My training so far...

I am really not a runner. Even in HS, I only ran track to stay in shape for football and I was never really that good at it. I did the pole vault, the hurdles (100 & 300), and ran the mile. As an adult, I certainly never ran by choice. When I first started running in March, I had to set-up my intent mentally. I started out slow and short. I couldn't even run a mile without stopping to walk a bit. I had to keep pushing myself to increase the time I could run. Once I was able to run for 10 minutes without walking, I focused on doing a mile in less than 10 minutes, then I'd walk until I felt recovered and run again. I kept doing it this way, gradually increasing the time I could run without walking and the total distance I covered until eventually I was running for a half hour straight and covering a total (with short walks) of 5 miles. Then one day it just happened, I ran for 5 miles without stopping! Granted it took me an hour, but it was on that run that I "got it" and I felt like I could do anything (and running a marathon first crossed my mind).

My point is that it was a long, slow, building process. I've had every obstacle that I can imagine thrown into my path and pushed on and overcome. Being in the business I'm in, I have SEVERAL overweight friends who sit around and tell me things like "I'm not a runner, I have bad knees, I get bored running, I have to figure out something new and creative if I'm going to lose weight, etc." To all of them I constantly say, "I'm no runner either." But the one thing I've learned is that running, unlike any other sport or activity I've participated in, is ALL mental. It's about discovering who you are, what your limits are, and surprising yourself everyday by breaking through your own limits.

I've learned more about myself over this past year than ever before. It really has been cheap therapy. This has been especially true over the past month as I've increased my milage every week and even entered a few races.

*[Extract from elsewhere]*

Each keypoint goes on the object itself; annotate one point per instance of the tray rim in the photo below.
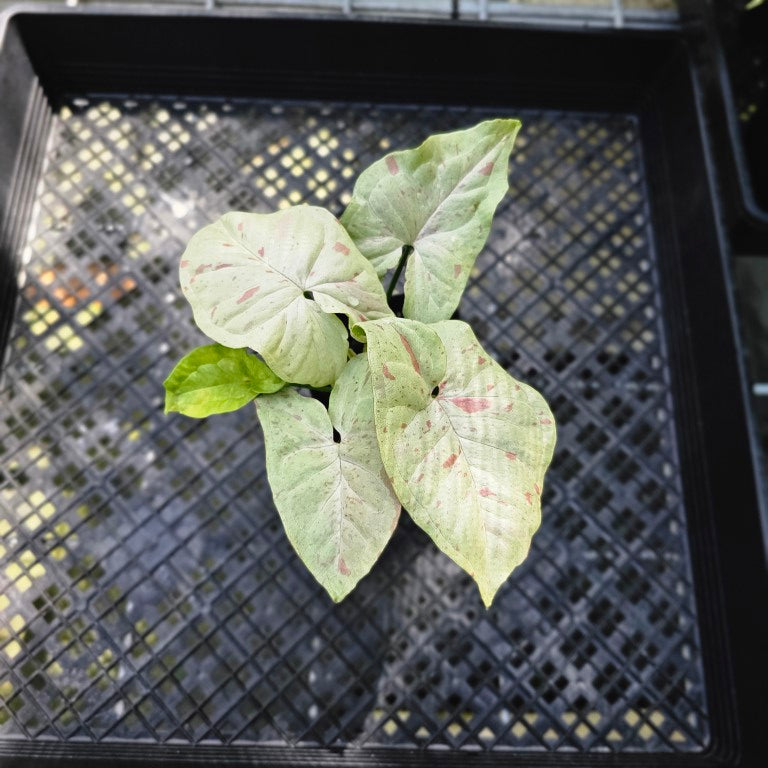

I do one "long" run every week. Right now I'm at 8 miles for the long run. On my first 8 mile run, I had to bring Isabelle in 
the jogging stroller (40 lb stroller + 35 lb daughter = torture device). I learned several lessons about running long that day. First, your body plays tricks on you (weird cramps, pains, etc), then your mind plays tricks (should I turn around? I don't think I can make it, these streets aren't really safe with all these cars...) and just when you overcome your body and your mind and get them working with you, your emotions kick-in (I can't even begin to explain, let's just say this is where the "cheap therapy" begins around the 6 mile mark). I don't think I could've made it, had Isabelle not woken-up on a particularly challenging hill (when I was on the verge of tears, working my ass off to get up the hill), looked up at me and said (exasperated) "Daddy! Why we WALKING Daddy?!?" I wasn't walking, but I was about to. Instead, I started laughing, and that was all that it took to push me over the top of that hill and I finished the run strong and felt amazing for the final two miles of the run.

When I finished, I realized my body wasn't done playing with me. My stomach was a mess for the next 36 hours. I learned I probably should do my long runs early in the morning BEFORE I eat breakfast and lunch, as well as avoiding fiber at all costs that day, LOL!. It's still a trial and error process, from nutrition to finding an efficient stride and getting my running form right to prevent injuries, but so far I'm doing okay. 

I'm incredibly lucky and blessed to have an amazing coach that works with me. Jeff Capobianco is a three time Ironman who's done the Lake Placid Ironman twice, finishing third in his age group this year and qualifying for the Ironman World Championship in Kona, HI. If it hadn't have ben for two flat tires, I'm sure he would've finished in at least the top 10 in his age group in Kona. He still finished very respectably in 11:04:47, despite riding the last several miles of the bike on his rim (his final mile of the marathon portion was something insane like 6:30). He is the founder of Breakthrough Performance Coaching (breakthroughperformancecoaching.com) and has offered to help me in any way he can. He's already adjusted my training plan and given me the proper paces I should be doing my training runs at. He's an incredible wealth of knowledge and I'm extremely grateful to have his help.

Hmm... Maybe I'll do an Ironman someday! Nah. I really don't think I could.


  1. Doug, Congratulations on all of your training so far and for getting number for Boston. You will have the time of your life. There is nothing like crossing that finish line.

    I was just looking at your Lex's Run website. We have good friends who have a son with Duchenne Muscular Dystrophy so I'd love to rally my running friends to do Lex's Run next year if you have it.
    Best of luck with your training!

  2. Love it! I too am in training for the Boston Marathon and started a blog. You can share in my marathoning adventures at www.redroom.com/blog/ktweed or sign up to follow it on FB if you prefer by searching for Running Without Toenails in the networked blogs http://www.facebook.com/ktweed?v=app_9953271133&ref=profile

  3. Kelly, I will definitely check-out your blog, and I will see you at the starting line!

    Bettina, we are absolutely having the run again in 2010. We're shooting for the 2nd weekend in September again, so mark it off and tell all of your running friends! Thanks for your support!